You can install and configure (very basically) eslint by running: npm init @eslint/config
This is my final vite.config.ts file after installing eslint:
import { defineConfig } from 'vite';
import react from '@vitejs/plugin-react';
// https://vitejs.dev/config/
export default defineConfig({
plugins: [react(), eslint()],
server: {
open: 'index.html',
},
});
- Create the eslint configuration file
touch .eslintrc
. I complemented the configuration by following: eslint configuration
You can change the configuration running this command: npm init @eslint/config
I experienced some erros with the following message:
"React must be in scope, disable rules"
I found this nice article that point out the several reason and each solution to them. In my case it was because my React version is greater than 17. I needed to update the .eslintrc config file by adding the following rules:
'react/react-in-jsx-scope': 'off',
'react/jsx-uses-react': 'off',
'react/jsx-filename-extension': [1, { 'extensions': ['.js', '.jsx', '.ts', '.tsx'] }],
I added the eslint script to the package.json file
"eslint": "eslint --max-warnings=0 src/**/*.ts{,x} --fix"
I had to tweak the config file to add ";" after every sentence, just because I like it. Within the rules: is the 'semi' attribute
The code has the basic sckeleton to import a tipical React app with a changing state example.

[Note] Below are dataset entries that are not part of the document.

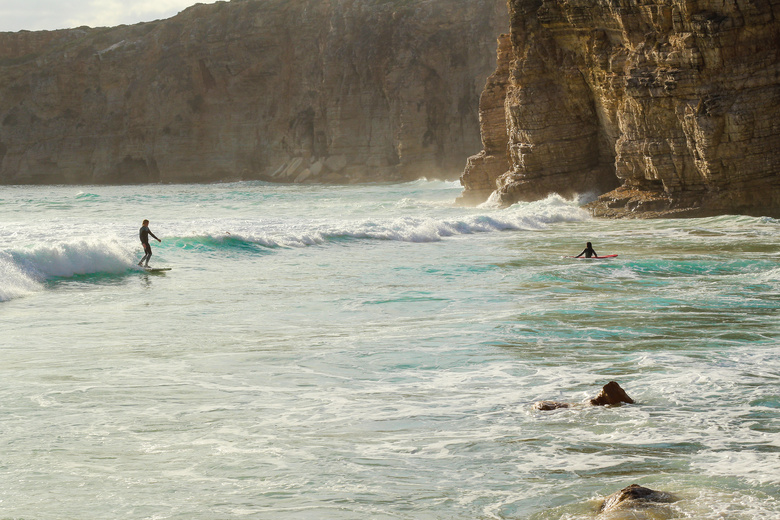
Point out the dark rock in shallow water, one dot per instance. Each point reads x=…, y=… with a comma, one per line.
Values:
x=550, y=405
x=611, y=394
x=635, y=497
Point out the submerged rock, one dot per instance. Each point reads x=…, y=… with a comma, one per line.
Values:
x=636, y=497
x=611, y=394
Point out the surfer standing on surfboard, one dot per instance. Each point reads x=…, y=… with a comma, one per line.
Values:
x=588, y=252
x=144, y=233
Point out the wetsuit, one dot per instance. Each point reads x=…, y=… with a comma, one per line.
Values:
x=143, y=234
x=589, y=252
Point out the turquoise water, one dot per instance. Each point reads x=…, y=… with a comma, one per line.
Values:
x=374, y=352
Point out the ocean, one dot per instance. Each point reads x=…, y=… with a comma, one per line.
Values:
x=374, y=352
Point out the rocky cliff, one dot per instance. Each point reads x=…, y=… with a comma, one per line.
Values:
x=283, y=90
x=664, y=107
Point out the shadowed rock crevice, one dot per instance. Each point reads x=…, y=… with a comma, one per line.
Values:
x=281, y=90
x=665, y=108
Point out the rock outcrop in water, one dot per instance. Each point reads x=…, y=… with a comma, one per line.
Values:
x=612, y=394
x=283, y=90
x=674, y=104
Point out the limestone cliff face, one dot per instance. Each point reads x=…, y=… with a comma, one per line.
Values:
x=675, y=103
x=283, y=90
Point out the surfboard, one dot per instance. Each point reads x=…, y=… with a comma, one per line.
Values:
x=595, y=257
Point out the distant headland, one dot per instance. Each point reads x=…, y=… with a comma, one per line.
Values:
x=334, y=91
x=659, y=107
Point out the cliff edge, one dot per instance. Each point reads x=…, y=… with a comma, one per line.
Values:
x=280, y=90
x=660, y=107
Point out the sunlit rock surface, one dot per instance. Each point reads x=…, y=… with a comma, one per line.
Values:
x=281, y=90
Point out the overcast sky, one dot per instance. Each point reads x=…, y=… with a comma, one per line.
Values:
x=37, y=15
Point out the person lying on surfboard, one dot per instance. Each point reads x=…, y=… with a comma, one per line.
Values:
x=143, y=234
x=588, y=252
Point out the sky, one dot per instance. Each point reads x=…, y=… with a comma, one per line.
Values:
x=38, y=15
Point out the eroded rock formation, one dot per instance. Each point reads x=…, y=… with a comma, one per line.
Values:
x=283, y=90
x=675, y=103
x=611, y=394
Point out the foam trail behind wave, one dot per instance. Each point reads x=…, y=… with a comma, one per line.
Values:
x=302, y=233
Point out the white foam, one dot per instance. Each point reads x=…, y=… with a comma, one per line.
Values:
x=23, y=270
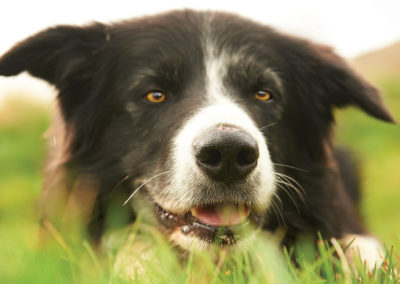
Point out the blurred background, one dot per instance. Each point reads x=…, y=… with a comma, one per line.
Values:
x=367, y=33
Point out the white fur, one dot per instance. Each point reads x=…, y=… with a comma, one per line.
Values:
x=368, y=248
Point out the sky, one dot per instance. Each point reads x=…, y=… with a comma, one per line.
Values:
x=352, y=27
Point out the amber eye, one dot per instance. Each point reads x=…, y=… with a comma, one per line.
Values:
x=263, y=95
x=155, y=97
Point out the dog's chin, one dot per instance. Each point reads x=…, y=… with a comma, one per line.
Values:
x=212, y=225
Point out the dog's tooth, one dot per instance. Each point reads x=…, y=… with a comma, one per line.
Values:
x=185, y=229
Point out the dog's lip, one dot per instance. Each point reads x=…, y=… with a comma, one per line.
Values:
x=211, y=232
x=221, y=214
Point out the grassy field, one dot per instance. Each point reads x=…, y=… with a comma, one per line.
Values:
x=22, y=150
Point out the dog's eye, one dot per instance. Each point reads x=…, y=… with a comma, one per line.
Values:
x=155, y=97
x=263, y=95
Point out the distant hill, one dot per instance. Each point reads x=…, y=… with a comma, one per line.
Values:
x=382, y=63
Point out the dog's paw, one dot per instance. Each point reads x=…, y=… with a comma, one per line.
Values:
x=367, y=248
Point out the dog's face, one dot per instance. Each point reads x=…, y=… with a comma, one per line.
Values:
x=201, y=111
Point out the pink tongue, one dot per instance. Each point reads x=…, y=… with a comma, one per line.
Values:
x=221, y=215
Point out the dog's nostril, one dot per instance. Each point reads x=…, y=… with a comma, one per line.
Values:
x=209, y=156
x=226, y=155
x=247, y=157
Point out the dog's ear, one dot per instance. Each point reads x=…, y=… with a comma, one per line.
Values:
x=344, y=86
x=55, y=53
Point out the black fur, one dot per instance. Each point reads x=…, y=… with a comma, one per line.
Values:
x=100, y=69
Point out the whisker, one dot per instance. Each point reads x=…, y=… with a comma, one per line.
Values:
x=266, y=126
x=294, y=184
x=146, y=181
x=291, y=167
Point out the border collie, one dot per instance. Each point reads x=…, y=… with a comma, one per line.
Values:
x=218, y=122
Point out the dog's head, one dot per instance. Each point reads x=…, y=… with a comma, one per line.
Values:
x=202, y=111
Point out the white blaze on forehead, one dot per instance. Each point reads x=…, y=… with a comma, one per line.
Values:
x=219, y=108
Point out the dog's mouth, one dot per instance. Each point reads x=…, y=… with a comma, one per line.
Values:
x=222, y=223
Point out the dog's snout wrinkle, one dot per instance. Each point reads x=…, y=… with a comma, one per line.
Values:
x=225, y=154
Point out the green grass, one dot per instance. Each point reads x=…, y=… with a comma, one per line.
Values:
x=22, y=151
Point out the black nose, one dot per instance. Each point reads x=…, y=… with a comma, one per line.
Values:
x=226, y=153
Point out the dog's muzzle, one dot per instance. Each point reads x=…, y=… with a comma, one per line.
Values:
x=226, y=153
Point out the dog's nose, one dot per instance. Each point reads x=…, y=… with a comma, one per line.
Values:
x=226, y=153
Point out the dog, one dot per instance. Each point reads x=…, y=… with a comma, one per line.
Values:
x=216, y=122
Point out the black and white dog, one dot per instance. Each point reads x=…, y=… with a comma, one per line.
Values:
x=217, y=121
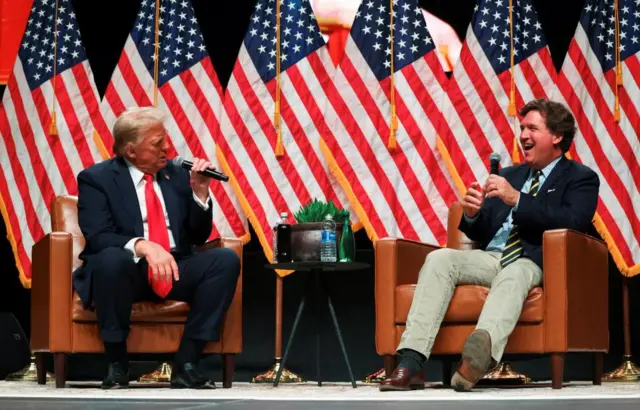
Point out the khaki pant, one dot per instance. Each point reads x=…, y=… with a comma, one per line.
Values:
x=446, y=268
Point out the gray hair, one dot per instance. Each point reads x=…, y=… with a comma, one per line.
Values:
x=131, y=123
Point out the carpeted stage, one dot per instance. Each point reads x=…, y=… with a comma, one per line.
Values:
x=308, y=396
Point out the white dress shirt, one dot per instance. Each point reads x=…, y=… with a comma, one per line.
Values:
x=139, y=183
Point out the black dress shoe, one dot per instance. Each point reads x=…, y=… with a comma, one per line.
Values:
x=116, y=378
x=187, y=376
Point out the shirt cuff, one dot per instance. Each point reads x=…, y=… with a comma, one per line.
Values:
x=515, y=207
x=131, y=247
x=205, y=207
x=470, y=220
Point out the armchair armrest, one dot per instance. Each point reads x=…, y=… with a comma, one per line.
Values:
x=51, y=293
x=575, y=276
x=397, y=262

I added a test for differente cases: test the rendering, test the user event and test the state changes. It could be improvable in several ways, if by a change you arrive here, feel free to let me know.

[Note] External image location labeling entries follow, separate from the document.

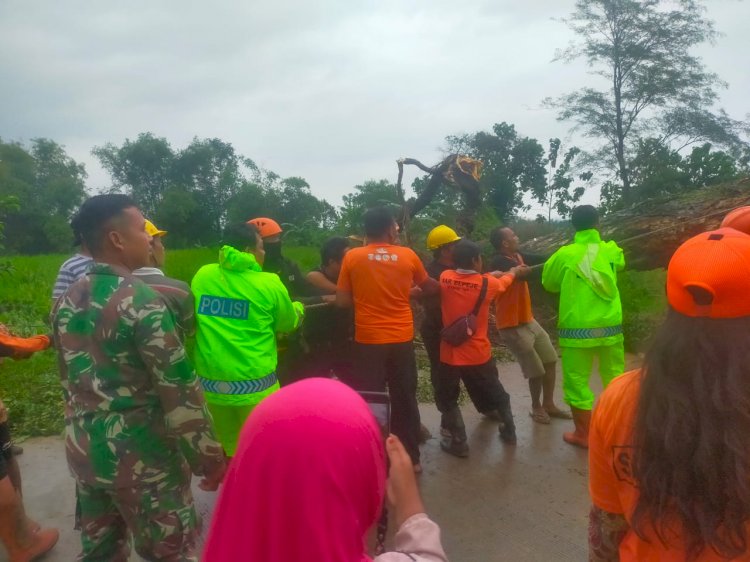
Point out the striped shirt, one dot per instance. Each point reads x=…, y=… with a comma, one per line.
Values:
x=73, y=269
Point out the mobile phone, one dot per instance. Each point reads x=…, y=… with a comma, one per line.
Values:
x=380, y=406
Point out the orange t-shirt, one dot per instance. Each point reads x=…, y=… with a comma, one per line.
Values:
x=380, y=276
x=458, y=294
x=513, y=308
x=611, y=480
x=13, y=346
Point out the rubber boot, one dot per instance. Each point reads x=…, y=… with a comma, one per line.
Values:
x=454, y=444
x=507, y=427
x=582, y=421
x=22, y=544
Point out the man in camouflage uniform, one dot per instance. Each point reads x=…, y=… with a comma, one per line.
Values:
x=136, y=422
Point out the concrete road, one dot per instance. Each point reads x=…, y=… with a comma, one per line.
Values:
x=526, y=503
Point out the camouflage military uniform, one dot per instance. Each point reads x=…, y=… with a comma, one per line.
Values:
x=136, y=422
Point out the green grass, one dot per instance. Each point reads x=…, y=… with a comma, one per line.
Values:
x=644, y=302
x=31, y=388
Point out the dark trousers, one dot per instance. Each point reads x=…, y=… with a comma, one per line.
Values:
x=483, y=385
x=392, y=366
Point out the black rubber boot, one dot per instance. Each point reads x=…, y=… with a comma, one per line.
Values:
x=455, y=442
x=507, y=427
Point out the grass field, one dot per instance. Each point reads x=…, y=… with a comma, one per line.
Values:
x=31, y=388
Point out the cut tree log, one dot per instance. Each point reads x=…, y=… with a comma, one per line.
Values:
x=457, y=171
x=652, y=230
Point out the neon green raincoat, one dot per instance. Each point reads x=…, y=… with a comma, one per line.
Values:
x=585, y=275
x=239, y=310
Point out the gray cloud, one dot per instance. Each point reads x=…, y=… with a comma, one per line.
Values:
x=331, y=91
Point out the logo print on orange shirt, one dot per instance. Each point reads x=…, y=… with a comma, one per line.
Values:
x=381, y=254
x=622, y=462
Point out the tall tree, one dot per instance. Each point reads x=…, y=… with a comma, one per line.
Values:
x=143, y=167
x=211, y=169
x=47, y=185
x=560, y=192
x=368, y=194
x=514, y=165
x=652, y=85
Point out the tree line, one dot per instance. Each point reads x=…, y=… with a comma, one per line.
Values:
x=648, y=115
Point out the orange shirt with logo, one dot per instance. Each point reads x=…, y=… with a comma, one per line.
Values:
x=459, y=292
x=513, y=308
x=380, y=276
x=611, y=482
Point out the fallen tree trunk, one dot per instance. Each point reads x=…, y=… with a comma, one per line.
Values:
x=651, y=231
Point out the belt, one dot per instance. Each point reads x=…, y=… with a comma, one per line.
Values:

After running and testing my example several times, it lead me to this error:
"ERROR: Error: ENOSPC: System limit for number of file watchers reached"

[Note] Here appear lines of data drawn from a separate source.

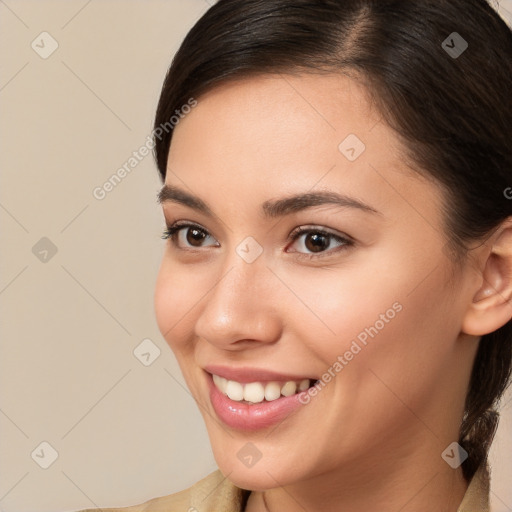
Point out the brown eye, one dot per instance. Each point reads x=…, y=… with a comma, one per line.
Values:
x=187, y=235
x=313, y=242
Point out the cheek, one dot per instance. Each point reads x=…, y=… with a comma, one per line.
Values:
x=173, y=302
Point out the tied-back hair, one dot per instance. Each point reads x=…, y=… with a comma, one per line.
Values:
x=453, y=114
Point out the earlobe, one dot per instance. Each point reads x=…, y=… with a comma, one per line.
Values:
x=491, y=305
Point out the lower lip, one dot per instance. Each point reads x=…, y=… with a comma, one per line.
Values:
x=243, y=416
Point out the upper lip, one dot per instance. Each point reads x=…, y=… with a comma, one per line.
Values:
x=248, y=374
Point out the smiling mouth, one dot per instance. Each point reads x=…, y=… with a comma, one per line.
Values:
x=258, y=392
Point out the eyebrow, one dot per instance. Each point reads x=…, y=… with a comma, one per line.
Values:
x=272, y=208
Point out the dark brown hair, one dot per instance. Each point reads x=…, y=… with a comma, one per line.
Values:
x=453, y=112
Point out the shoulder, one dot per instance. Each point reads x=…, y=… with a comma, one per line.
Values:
x=211, y=494
x=477, y=496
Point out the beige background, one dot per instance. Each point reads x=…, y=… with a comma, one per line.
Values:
x=124, y=432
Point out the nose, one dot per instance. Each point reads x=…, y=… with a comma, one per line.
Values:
x=242, y=310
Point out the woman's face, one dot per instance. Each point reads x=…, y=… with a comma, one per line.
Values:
x=360, y=301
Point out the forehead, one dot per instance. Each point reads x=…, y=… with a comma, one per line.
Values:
x=271, y=135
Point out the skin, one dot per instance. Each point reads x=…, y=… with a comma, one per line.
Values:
x=372, y=438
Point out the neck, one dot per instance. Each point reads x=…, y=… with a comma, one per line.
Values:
x=411, y=485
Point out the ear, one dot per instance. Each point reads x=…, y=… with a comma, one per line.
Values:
x=491, y=307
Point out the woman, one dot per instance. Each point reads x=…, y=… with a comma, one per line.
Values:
x=337, y=280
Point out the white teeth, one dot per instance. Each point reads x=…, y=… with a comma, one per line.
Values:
x=220, y=382
x=235, y=390
x=272, y=391
x=304, y=384
x=289, y=388
x=256, y=392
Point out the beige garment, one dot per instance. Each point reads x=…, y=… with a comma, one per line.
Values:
x=215, y=493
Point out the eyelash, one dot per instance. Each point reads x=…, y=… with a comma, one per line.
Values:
x=173, y=230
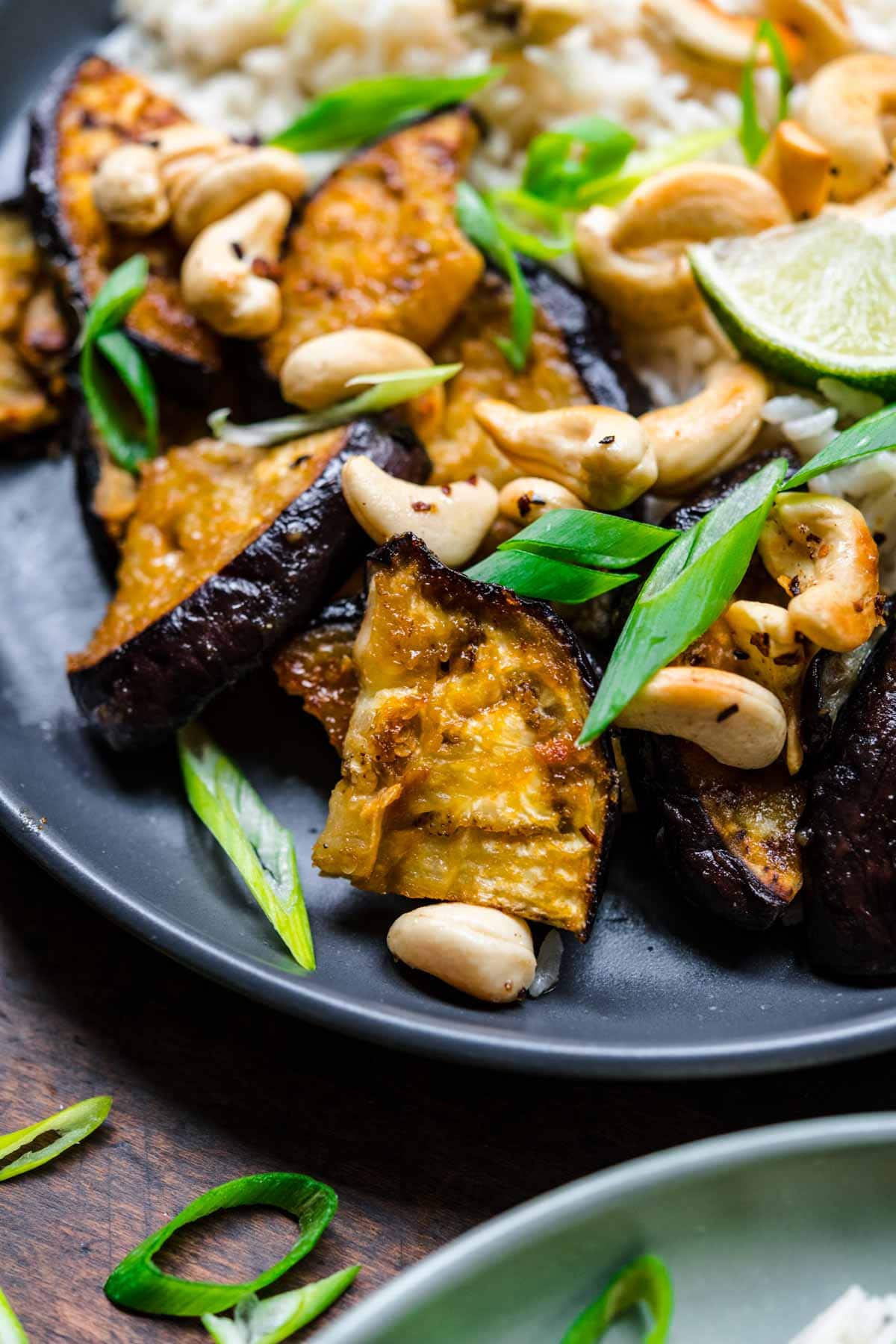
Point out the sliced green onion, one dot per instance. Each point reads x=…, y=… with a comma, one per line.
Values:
x=368, y=108
x=252, y=836
x=688, y=589
x=388, y=390
x=112, y=417
x=532, y=576
x=753, y=137
x=644, y=1283
x=615, y=188
x=598, y=541
x=561, y=163
x=273, y=1319
x=481, y=225
x=70, y=1127
x=11, y=1330
x=875, y=435
x=531, y=226
x=139, y=1285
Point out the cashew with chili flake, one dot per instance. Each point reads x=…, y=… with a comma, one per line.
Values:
x=709, y=433
x=774, y=655
x=129, y=193
x=452, y=519
x=845, y=107
x=729, y=717
x=220, y=277
x=528, y=497
x=635, y=258
x=601, y=455
x=800, y=167
x=719, y=42
x=480, y=951
x=820, y=550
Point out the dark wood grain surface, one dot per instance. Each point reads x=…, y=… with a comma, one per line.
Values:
x=208, y=1086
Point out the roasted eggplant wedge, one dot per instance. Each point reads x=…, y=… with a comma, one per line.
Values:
x=575, y=359
x=378, y=245
x=89, y=109
x=317, y=665
x=227, y=551
x=461, y=773
x=849, y=830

I use Ubuntu, but it is the same for other OS, Linux uses the inotify package to observe filesystem events, individual files or directories. Due to React hot reloads, it recompiles files, on save it needs to keep track of all project's files. Increasing the inotify watch limit hides the warning messages. Here is the link to the article that leads to the solution according to your OS
You can watch the different config files to see the options I choose. For shortening purposes I didn't specify all of them.